NFL Commissioner Roger Goodell experienced a more unorthodox version of identity theft. When the NFL’s Twitter account got hacked, the word was broadcasted to all 19.2 millions followers, plus millions more, that Roger Goodell had died. Within mere minutes, the rumor was put to bed, and the tweet was subsequently deleted. The account was then hacked two more times, issuing tweets that doubled down on the original claim. It became evident that it was nothing more than a hoax, but the transgressions had been committed, and the potential for harm was irreversible. Anyone privy to how breaking news gets released and/or anyone who is decently Twitter-savvy probably could have disproved the tweet themselves.
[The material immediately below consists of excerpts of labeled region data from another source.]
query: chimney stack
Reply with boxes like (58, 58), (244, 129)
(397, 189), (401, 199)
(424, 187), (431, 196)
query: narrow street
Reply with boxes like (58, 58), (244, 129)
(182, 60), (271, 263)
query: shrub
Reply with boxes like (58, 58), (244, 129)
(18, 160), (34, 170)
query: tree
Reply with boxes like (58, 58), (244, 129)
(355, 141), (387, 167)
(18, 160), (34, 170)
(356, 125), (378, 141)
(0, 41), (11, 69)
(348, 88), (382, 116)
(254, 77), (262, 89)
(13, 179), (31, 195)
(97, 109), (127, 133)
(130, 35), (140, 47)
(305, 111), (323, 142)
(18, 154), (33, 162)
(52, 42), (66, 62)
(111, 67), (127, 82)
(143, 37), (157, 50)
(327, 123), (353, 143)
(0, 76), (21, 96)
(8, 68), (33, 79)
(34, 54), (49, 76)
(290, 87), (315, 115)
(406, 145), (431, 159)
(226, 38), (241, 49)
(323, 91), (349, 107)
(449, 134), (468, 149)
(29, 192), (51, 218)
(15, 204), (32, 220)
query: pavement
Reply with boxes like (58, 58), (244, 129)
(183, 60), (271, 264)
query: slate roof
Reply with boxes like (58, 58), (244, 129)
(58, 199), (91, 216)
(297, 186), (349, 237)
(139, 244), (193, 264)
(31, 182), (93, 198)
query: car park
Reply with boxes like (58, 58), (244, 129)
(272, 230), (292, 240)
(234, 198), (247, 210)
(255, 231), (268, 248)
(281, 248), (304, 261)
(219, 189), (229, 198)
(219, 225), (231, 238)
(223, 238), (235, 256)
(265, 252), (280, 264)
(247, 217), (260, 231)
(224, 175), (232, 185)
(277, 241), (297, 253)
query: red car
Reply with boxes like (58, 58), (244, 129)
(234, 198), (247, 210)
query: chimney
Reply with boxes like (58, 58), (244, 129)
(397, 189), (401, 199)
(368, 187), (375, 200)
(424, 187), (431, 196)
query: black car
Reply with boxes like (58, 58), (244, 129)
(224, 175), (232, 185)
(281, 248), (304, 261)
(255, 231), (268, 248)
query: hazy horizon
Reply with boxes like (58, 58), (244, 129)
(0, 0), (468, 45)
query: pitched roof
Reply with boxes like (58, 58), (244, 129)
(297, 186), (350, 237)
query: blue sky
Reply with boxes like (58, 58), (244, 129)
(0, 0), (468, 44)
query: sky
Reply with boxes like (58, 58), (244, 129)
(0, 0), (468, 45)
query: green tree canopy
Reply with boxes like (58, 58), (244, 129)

But when it comes to somebody’s life, falsely announcing another person’s death is a serious offense.
Goodell has been taking fire after controversial issues such as Ray Rice’s domestic abuse, Adrian Peterson’s suspension, and Tom Brady and the New England Patriots’ involvement in ‘Deflategate’. In short, Roger Goodell is winning any popularity contest amongst NFL fans; people have called for his job on countless occasions, and he will most likely continue to be condemned, persecuted, and loathed until his last day as Commissioner. The disapproval of him and his actions, however, does not excuse the egregious hoax.
What if somebody close to Goodell saw that tweet and thought it to be true? The emotional trauma could have been overwhelming for his friends, family, and co workers. The possibility of something like that, that inherent liability, is reason enough to take precaution. Goodell was able to diffuse, and even mock, the situation rather quickly. Despite him shedding some comedic relief to silence the naysayers and critics, the severity of this issue does not and cannot go unnoticed. These actions were so severe, in fact, that an investigation has been launched. Zuckerberg and Goodell were able to brush it off and escape mostly unscathed, but a small prank is a large price to pay for the miscreants who broke the law.
Now we have to ask ourselves what we can do moving forward. What can we do to ensure our own safety and protection? Is there any new form of technology that can help mitigate the risk we undertake every single time we enter our information into any platform? Perhaps we will begin to see more fingerprint detection software on our phones and computers. In the meantime, we have to do our own due diligence and educate ourselves. Strengthening passwords would be a strong starting point.
Try to stay away from using your name in any form, as well as patterns or common password words/phrases, like “password” for example. It’s highly recommended to use a combination of numbers and letters (and symbols if possible); the longer and more complicated the password, the more unlikely it is that it gets hacked. It’s naïve to assume your identity won’t be hacked or your information won’t be stolen. Take the proper precautions and do what you can to ensure this doesn’t happen to you.